Miau Alabarse entrou na minha vida pela porta da frente, sem maiores explicações. Na primeira noite que o vi, imóvel na mureta do portão, me olhou e não se mexeu. Registrei sua presença insólita e, morto de sono, fui direto para a cama. Na manhã seguinte, nenhum sinal dele. Mas me esperou, pela segunda noite consecutiva, na mesma mureta da entrada. Ronronou na minha direção, e lhe sorri antes de entrar. Na terceira noite, como Richard Gere no filme do cachorro, peguei-me pensando se estaria lá me esperando. Estava. Ao me ver, saltou da mureta e, sem entabular a mínima negociação, entrou em minha casa, de onde nunca mais saiu.
Minha mãe sempre teve problemas com gatos, um bicho proibido para toda a família, que aceitou sem discutir a determinação materna. Eu não sabia o que fazer com ele, mas Adriana Calcanhotto, que sabe tudo sobre felinos, veio em meu socorro e me ajudou a decifrar seu comportamento inicialmente enervante, suprindo minha ignorância com muitos conselhos. Mas me recusei a pegá-lo pelo cangote. Expliquei-lhe que isso me seria impossível, e ele aparentemente aceitou meu jeito desajeitado. Às vezes, o chamo de "meu filho" e, quando me dou conta, me sinto meio ridículo. Mas não me sinto nada ridículo em gostar e tratar bem animais domésticos, prática que atualmente merece, para desagrado de muitos, a atenção e o cuidado de algumas prefeituras municipais. Uma vez, na Ipiranga, vi um homem descer de sua carroça e chicotear seu cavalo, que caiu na avenida, exausto. Se outros não tivessem feito, eu mesmo teria voado em cima da fuça daquele senhor. Recebi uma Palmira Gobbi de frente e compreendi, na carne e na alma, que zelar pelos bichos do planeta é uma inescapável tarefa humana.

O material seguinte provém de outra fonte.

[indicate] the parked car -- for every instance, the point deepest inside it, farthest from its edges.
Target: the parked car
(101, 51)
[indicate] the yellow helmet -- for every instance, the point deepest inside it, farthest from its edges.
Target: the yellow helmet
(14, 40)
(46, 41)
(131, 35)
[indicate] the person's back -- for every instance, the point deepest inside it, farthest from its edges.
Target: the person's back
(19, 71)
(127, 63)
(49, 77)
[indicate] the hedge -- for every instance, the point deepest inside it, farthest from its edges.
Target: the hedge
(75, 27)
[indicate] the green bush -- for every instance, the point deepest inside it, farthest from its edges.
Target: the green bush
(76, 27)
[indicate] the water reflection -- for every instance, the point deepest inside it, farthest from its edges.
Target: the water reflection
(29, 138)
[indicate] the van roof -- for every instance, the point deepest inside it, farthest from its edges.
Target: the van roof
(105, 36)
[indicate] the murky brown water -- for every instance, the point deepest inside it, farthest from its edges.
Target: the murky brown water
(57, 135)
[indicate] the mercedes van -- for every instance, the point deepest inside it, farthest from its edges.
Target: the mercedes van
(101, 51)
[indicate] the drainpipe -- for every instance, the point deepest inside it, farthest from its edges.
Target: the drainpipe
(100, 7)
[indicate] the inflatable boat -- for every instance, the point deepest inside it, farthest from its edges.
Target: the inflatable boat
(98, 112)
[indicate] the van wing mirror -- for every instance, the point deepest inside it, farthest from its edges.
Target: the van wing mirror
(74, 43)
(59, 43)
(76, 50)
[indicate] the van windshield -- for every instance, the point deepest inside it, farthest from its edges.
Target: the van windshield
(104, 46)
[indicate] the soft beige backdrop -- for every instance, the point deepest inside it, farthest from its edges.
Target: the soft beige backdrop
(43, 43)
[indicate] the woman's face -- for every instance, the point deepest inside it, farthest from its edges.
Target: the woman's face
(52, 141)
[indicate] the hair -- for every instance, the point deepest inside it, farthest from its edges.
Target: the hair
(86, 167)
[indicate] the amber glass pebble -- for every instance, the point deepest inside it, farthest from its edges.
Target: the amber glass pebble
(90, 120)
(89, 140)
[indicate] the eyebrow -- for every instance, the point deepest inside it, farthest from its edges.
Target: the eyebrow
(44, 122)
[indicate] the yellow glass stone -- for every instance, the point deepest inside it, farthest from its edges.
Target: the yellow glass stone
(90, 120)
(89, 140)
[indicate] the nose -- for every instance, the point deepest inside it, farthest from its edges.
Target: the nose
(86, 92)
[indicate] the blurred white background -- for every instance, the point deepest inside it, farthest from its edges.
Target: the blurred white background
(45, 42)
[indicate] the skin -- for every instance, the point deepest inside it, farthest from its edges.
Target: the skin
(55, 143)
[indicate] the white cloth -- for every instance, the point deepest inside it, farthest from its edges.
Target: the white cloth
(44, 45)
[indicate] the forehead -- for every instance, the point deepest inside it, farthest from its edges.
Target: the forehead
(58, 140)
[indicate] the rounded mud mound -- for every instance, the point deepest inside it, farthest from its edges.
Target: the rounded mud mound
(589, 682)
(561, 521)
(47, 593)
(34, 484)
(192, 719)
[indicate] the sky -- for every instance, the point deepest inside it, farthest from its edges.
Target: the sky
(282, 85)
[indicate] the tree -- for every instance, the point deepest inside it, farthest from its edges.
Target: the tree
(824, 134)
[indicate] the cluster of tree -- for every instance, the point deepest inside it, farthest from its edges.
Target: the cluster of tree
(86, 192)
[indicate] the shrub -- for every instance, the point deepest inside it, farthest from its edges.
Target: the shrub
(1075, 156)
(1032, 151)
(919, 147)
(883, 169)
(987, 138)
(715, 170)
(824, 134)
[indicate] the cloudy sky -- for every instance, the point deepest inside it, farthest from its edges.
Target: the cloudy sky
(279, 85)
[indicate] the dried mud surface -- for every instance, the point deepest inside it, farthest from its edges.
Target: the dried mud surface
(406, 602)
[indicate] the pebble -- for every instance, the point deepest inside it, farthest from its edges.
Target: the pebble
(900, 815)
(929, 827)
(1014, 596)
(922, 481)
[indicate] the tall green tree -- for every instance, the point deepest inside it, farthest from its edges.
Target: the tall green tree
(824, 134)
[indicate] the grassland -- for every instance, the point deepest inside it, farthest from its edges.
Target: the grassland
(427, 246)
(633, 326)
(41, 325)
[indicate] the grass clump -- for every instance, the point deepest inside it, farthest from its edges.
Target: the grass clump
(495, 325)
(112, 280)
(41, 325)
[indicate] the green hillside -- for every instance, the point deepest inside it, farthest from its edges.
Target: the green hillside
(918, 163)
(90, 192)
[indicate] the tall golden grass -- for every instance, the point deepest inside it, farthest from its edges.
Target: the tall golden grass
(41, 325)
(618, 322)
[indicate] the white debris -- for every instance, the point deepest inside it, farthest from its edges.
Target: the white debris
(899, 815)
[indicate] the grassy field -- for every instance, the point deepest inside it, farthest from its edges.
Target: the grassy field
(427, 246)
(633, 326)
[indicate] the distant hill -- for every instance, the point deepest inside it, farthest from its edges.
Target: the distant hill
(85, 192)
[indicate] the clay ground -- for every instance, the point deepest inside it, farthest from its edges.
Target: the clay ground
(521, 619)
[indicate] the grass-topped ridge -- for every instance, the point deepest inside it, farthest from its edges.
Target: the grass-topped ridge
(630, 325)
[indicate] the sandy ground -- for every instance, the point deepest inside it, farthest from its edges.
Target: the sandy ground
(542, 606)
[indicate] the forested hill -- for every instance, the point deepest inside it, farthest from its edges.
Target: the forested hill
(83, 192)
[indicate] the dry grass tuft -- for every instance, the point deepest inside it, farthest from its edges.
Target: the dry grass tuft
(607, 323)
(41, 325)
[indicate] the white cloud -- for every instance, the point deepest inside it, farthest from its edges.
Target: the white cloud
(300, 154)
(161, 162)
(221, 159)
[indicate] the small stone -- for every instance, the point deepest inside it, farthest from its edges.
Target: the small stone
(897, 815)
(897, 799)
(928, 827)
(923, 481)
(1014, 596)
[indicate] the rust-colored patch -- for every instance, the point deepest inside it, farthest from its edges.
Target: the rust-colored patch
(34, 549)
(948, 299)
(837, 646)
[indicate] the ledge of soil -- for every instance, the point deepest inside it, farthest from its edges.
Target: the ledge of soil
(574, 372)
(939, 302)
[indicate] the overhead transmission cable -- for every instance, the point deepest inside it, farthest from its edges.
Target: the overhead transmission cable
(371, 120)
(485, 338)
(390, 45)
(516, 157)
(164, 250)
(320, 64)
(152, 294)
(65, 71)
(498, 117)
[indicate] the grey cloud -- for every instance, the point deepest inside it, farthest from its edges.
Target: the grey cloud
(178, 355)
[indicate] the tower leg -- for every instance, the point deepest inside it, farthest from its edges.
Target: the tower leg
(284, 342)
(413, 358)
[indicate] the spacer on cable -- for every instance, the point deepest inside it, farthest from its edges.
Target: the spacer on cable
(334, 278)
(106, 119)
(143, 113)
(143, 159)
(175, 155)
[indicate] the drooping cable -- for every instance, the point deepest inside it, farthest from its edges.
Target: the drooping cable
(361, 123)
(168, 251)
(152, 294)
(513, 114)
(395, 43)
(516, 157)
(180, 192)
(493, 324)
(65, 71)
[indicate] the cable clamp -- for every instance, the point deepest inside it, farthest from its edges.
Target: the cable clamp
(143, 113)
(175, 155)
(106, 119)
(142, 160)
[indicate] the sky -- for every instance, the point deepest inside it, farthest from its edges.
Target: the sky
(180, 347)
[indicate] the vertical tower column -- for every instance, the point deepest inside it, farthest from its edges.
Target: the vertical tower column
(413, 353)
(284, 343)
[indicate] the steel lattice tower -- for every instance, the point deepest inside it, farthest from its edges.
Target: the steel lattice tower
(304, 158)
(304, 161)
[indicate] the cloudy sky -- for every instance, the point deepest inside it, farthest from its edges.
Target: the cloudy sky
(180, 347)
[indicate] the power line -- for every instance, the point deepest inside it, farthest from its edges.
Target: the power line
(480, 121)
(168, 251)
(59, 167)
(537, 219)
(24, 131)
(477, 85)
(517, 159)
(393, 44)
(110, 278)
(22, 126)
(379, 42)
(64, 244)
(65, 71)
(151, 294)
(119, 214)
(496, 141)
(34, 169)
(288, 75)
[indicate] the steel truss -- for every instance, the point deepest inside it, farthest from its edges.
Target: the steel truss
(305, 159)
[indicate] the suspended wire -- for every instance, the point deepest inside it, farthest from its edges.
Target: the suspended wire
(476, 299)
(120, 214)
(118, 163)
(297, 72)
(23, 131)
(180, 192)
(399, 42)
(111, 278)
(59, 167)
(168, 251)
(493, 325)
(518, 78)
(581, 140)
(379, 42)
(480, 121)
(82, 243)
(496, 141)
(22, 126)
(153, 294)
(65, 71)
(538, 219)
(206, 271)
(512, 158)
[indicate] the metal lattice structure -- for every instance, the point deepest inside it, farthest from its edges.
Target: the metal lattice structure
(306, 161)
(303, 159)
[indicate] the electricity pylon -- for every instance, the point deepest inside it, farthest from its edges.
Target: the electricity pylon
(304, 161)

Cachorros tive muitos e, ainda hoje, tenho o Cacau, um labrador de 13 anos que está firme e serelepe. Meu Édipo canino nem parece o cão que, em uma briga sangrenta, matou o pai disputando a mãe, pois aceita o novo integrante do clã com uma indiferença quase afetuosa. Gatuço, que é como chamo Miau nas intermináveis vezes em que acordo meus vizinhos atrás dele, é um rueiro de carteirinha. Laranja como Garfield (e mais bonito, sem dúvida), tem olhos amarelos e é um dorminhoco assumido que me acorda, invariavelmente, às seis da manhã. Troco e-mails com minha amiga Martha Medeiros sobre nossos gatos. Nero, o gato da Martha, caiu de uma janela do sétimo andar, machucou uma costela, mas saiu andando, num dia em que, segundo ela, perdeu cinco das suas sete vidas. Começando o terceiro ano de nossa surpreendente convivência, zelo com unhas e dentes por todas as vidas a que o meu bichano tem direito.